By Jo Baker
The story behind Longbourn can be summarized in one sentence: it is Pride and Prejudice told from the point of view of the servants.
Although Jane Austen rarely mentions a servant in her classic novel, Baker creates a series of characters who wait on the Bennetts: Sarah (orphaned at 6, she grew into a young woman while serving as housemaid), Mr. and Mrs. Hill (elderly head butler and housekeeper), Polly (even young housemaid who is naive and full of dreams), and James Smith (orphan who, after a series of hardships, becomes a butler).
Review & Recommendation: There’s something I love about British history. Maybe it stems from a high school trip to England with my grandma (my first trip overseas), seeing the beautiful buildings and picking out new-to-me foods. Or maybe it’s the fairy tale-like stories, both fiction and non-fiction of royalty and nobility that I simply cant’ relate to. Whatever the reason, I am drawn to British historical novels, fiction and non-fiction alike.
Pride and Prejudice has long been a favorite of mine (I’ve even been known to read some of the trashy spin-offs) so when Longbourn was chosen as a book for book club, I quickly bought an e-book version, but dawdled before starting it with fear I’d finish too quickly. Life got me sidetracked so I took quite a while in reading it, but I thoroughly enjoyed Longbourn. Actually, the feel of the book reminded me a lot of Downton Abbey, which I devoured while on maternity leave.
Anyway, I felt that the tone of the book stayed fairly true to Jane Austen and the story-line of Longbourn follows that of Pride and Prejudice.
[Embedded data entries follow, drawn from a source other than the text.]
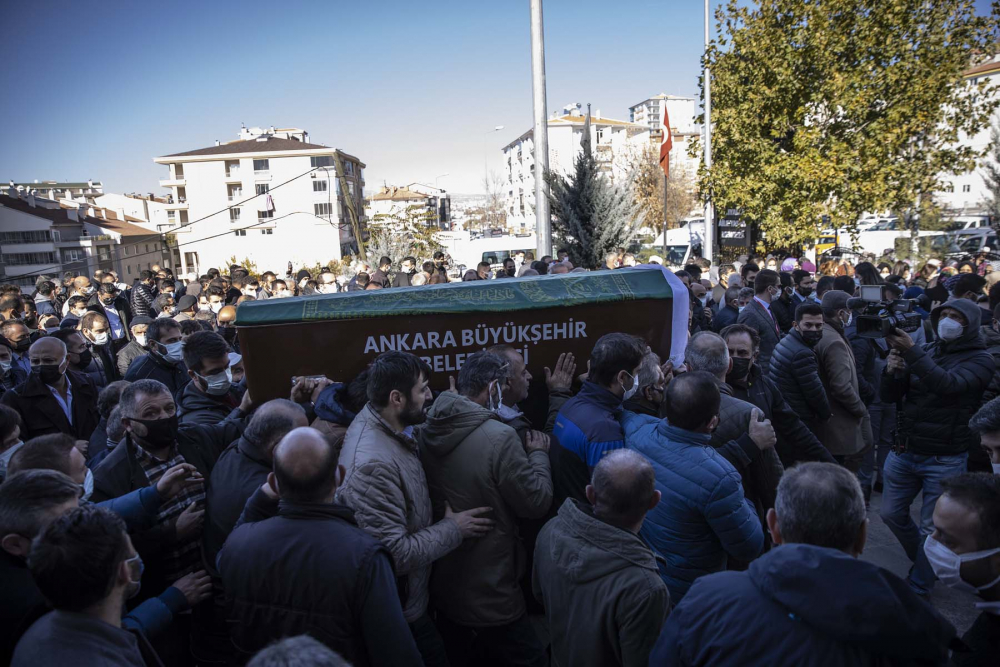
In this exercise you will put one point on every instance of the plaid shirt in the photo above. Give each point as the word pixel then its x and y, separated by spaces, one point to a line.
pixel 183 557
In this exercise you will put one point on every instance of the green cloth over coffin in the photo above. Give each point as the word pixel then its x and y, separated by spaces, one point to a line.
pixel 492 296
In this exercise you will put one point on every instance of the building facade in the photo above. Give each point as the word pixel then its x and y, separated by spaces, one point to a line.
pixel 270 197
pixel 615 143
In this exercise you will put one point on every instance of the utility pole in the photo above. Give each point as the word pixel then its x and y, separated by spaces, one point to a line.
pixel 543 219
pixel 707 243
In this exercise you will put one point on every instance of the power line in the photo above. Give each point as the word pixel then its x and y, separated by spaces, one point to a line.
pixel 193 222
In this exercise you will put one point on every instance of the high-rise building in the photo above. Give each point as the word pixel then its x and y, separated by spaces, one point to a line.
pixel 271 197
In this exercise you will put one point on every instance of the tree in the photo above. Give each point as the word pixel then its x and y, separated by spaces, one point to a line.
pixel 991 176
pixel 837 107
pixel 591 215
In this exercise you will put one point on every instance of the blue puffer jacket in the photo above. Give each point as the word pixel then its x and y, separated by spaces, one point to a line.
pixel 703 514
pixel 803 606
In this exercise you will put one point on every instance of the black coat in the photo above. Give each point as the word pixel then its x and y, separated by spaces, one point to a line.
pixel 237 474
pixel 943 389
pixel 795 442
pixel 41 413
pixel 153 367
pixel 120 472
pixel 311 569
pixel 806 606
pixel 795 371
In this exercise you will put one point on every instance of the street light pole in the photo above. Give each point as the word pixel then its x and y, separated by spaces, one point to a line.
pixel 706 244
pixel 543 220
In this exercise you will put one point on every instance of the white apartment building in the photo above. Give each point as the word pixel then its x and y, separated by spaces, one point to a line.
pixel 270 196
pixel 613 142
pixel 45 237
pixel 966 194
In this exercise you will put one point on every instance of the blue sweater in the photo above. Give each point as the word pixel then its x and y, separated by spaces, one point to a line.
pixel 702 515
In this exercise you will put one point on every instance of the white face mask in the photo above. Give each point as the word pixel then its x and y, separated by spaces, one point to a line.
pixel 947 564
pixel 88 486
pixel 630 392
pixel 949 329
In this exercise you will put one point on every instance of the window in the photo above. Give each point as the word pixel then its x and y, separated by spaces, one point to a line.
pixel 40 236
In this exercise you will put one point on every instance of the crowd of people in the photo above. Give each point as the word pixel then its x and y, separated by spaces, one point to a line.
pixel 637 511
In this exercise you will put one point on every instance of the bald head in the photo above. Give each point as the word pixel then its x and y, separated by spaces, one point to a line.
pixel 305 467
pixel 623 489
pixel 227 315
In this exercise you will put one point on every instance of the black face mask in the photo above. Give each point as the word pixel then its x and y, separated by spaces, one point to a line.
pixel 48 373
pixel 741 367
pixel 159 432
pixel 810 338
pixel 85 358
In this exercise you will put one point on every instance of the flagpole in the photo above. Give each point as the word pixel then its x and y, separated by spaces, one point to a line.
pixel 543 220
pixel 706 244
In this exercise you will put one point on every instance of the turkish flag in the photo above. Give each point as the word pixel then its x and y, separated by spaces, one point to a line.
pixel 666 143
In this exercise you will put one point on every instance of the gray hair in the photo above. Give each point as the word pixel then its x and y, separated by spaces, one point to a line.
pixel 301 651
pixel 624 484
pixel 707 351
pixel 648 370
pixel 272 421
pixel 479 370
pixel 987 419
pixel 130 396
pixel 27 499
pixel 820 504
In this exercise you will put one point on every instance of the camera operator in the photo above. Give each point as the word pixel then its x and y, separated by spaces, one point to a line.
pixel 938 387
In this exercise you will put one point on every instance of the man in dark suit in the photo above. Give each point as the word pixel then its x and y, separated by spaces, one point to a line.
pixel 54 399
pixel 757 315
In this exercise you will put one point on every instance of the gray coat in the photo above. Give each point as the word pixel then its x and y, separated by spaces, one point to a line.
pixel 603 596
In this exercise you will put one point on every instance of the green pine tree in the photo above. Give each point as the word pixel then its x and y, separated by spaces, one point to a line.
pixel 591 215
pixel 991 169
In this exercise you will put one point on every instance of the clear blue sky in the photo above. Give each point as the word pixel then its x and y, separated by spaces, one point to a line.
pixel 96 90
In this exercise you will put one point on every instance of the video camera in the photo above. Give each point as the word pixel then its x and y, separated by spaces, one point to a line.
pixel 879 317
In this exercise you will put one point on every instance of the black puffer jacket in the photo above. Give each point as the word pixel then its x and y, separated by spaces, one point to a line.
pixel 795 370
pixel 944 388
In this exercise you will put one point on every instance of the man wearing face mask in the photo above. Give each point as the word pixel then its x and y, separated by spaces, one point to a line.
pixel 210 396
pixel 938 387
pixel 136 347
pixel 795 368
pixel 848 431
pixel 794 441
pixel 964 552
pixel 94 328
pixel 114 307
pixel 165 360
pixel 54 399
pixel 760 318
pixel 587 425
pixel 153 444
pixel 473 459
pixel 19 337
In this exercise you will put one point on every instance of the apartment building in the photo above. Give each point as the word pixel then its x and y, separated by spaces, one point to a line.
pixel 270 196
pixel 47 237
pixel 615 143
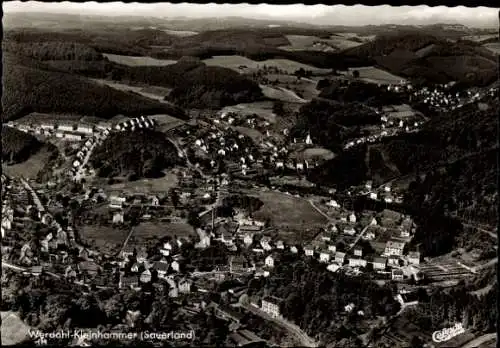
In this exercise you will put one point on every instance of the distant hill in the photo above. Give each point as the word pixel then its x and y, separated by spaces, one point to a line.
pixel 18 146
pixel 332 123
pixel 140 154
pixel 28 88
pixel 434 59
pixel 194 83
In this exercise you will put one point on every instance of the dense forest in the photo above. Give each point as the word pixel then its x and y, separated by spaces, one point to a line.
pixel 29 89
pixel 138 154
pixel 18 146
pixel 332 123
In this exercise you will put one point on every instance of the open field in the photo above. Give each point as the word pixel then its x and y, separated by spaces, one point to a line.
pixel 254 134
pixel 148 230
pixel 29 168
pixel 166 122
pixel 315 43
pixel 493 47
pixel 106 238
pixel 262 109
pixel 138 61
pixel 148 186
pixel 14 330
pixel 376 75
pixel 235 62
pixel 180 33
pixel 317 152
pixel 151 92
pixel 292 216
pixel 479 38
pixel 282 94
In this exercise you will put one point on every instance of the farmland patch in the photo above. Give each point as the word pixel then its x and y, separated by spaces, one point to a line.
pixel 138 60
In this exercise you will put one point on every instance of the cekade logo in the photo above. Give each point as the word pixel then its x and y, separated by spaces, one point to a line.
pixel 447 333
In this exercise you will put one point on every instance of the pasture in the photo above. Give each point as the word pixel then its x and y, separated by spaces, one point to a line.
pixel 147 186
pixel 283 94
pixel 493 47
pixel 14 330
pixel 253 134
pixel 375 75
pixel 106 238
pixel 262 109
pixel 151 92
pixel 294 217
pixel 148 230
pixel 166 122
pixel 29 168
pixel 138 60
pixel 180 33
pixel 315 43
pixel 235 62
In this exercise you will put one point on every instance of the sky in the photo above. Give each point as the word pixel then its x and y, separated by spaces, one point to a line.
pixel 314 14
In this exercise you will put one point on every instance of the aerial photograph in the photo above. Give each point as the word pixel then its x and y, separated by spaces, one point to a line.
pixel 237 175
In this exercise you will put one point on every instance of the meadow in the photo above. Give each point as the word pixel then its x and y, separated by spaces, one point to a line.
pixel 138 60
pixel 294 217
pixel 234 62
pixel 262 109
pixel 13 329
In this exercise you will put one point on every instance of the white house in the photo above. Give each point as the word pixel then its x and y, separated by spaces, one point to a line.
pixel 393 247
pixel 324 256
pixel 118 218
pixel 269 261
pixel 414 257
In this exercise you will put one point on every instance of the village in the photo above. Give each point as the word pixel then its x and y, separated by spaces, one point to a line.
pixel 369 243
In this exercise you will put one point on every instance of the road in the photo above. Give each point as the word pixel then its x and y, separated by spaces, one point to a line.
pixel 480 340
pixel 305 340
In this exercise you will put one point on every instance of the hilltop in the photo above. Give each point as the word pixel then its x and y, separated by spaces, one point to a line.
pixel 425 57
pixel 18 146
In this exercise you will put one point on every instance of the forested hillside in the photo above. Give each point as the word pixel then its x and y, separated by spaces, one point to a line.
pixel 140 154
pixel 18 146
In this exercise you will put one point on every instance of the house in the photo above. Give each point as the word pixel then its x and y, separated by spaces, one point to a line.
pixel 349 230
pixel 393 247
pixel 116 202
pixel 265 242
pixel 175 266
pixel 155 201
pixel 248 239
pixel 340 258
pixel 352 218
pixel 269 261
pixel 309 250
pixel 414 257
pixel 118 217
pixel 184 286
pixel 238 264
pixel 357 262
pixel 397 274
pixel 379 263
pixel 145 276
pixel 271 305
pixel 407 299
pixel 161 267
pixel 325 256
pixel 128 282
However, it is important to note that because the role of the servants was minimal in Pride and Prejudice, Baker made up just about everything that the servants were doing. As a result, sometimes the story felt a bit choppy, like long, classic scenes in Pride and Prejudice were cut short, and that we left from scene to scene with little transition.
The other critique I have is that the story is interrupted for several pages by a flashback into the footman’s (James) history. While I appreciate the character background, it was a huge break in the story (added because there wasn’t enough for the servants to be doing along the story line of Pride and Prejudice?) and ended up feeling like Baker was trying to fill pages.
Overall, Longbourn was an enjoyable and different read for a Pride and Prejudice enthusiast.